Na respeitável — embora conceitualmente elástica — cidade de Juridiquinha do Norte, onde a legalidade é sempre “interpretável” e a moralidade depende de maioria simples, instalou-se recentemente um escândalo sem precedentes: um secretário que ousou abrir mão de um benefício só para si.

O episódio começou quando o Secretário Municipal de Negócios Excessivamente Jurídicos, Dr. Ambrósio Retórico de Oliveira Neto, resolveu cometer um verdadeiro atentado à liturgia do cargo: apresentou um projeto de lei propondo deixar de receber pessoalmente os honorários de sucumbência, mantendo-os integralmente destinados aos procuradores do Município.

Não mexia no bolso alheio.

Não alterava direitos adquiridos.

Não tocava na tradição — só na vergonha.

Apenas… abria mão da própria parte.

O projeto foi protocolado sob o singelo nome de Projeto de Lei nº 101 — “Cada Um Com o Seu”, e chegou à Câmara Municipal como quem chega a um velório político: em silêncio, com olhares desconfiados e cochichos nervosos.

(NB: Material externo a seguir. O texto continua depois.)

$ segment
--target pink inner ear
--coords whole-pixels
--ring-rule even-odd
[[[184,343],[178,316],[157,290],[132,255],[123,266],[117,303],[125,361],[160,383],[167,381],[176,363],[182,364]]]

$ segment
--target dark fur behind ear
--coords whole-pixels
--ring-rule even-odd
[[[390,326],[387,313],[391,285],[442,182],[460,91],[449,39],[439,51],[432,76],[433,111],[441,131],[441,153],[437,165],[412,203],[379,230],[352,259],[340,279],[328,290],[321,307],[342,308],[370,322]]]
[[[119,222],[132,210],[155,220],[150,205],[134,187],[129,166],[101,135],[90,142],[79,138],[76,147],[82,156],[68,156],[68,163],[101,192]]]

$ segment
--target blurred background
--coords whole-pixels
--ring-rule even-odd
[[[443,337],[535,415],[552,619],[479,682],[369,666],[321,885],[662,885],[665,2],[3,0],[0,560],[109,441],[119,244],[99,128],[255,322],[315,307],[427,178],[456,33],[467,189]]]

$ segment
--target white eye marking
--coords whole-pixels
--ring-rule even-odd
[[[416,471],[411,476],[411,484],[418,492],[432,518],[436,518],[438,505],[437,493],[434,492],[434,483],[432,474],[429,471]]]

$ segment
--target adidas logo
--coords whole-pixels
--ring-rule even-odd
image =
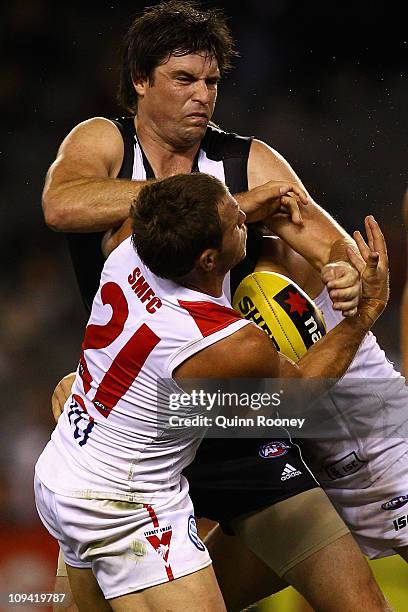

A Câmara era presidida pelo imponente Vereador Doutor Florêncio Regimental de Alvarenga, homem de fala firme, expressão grave e profundo compromisso com a estabilidade das vantagens existentes. Ao lado dele, compunham o plenário figuras ilustres da política juridiquinhense, entre elas:

Vereador Zé Parágrafo Único, especialista em votar “não” sem necessidade de explicação;

Vereador Tito Mutação Constitucional, capaz de enxergar inconstitucionalidade até em receita de bolo;

Vereadora Dona Cláusula Pétrea, para quem toda vantagem vigente é, por definição, imexível.

Ao ouvir a leitura do projeto, o presidente da Casa interrompeu a sessão por três minutos — oficialmente para “organização dos trabalhos”, extraoficialmente para entender onde exatamente estava o problema, já que o dinheiro continuaria indo para quem sempre foi.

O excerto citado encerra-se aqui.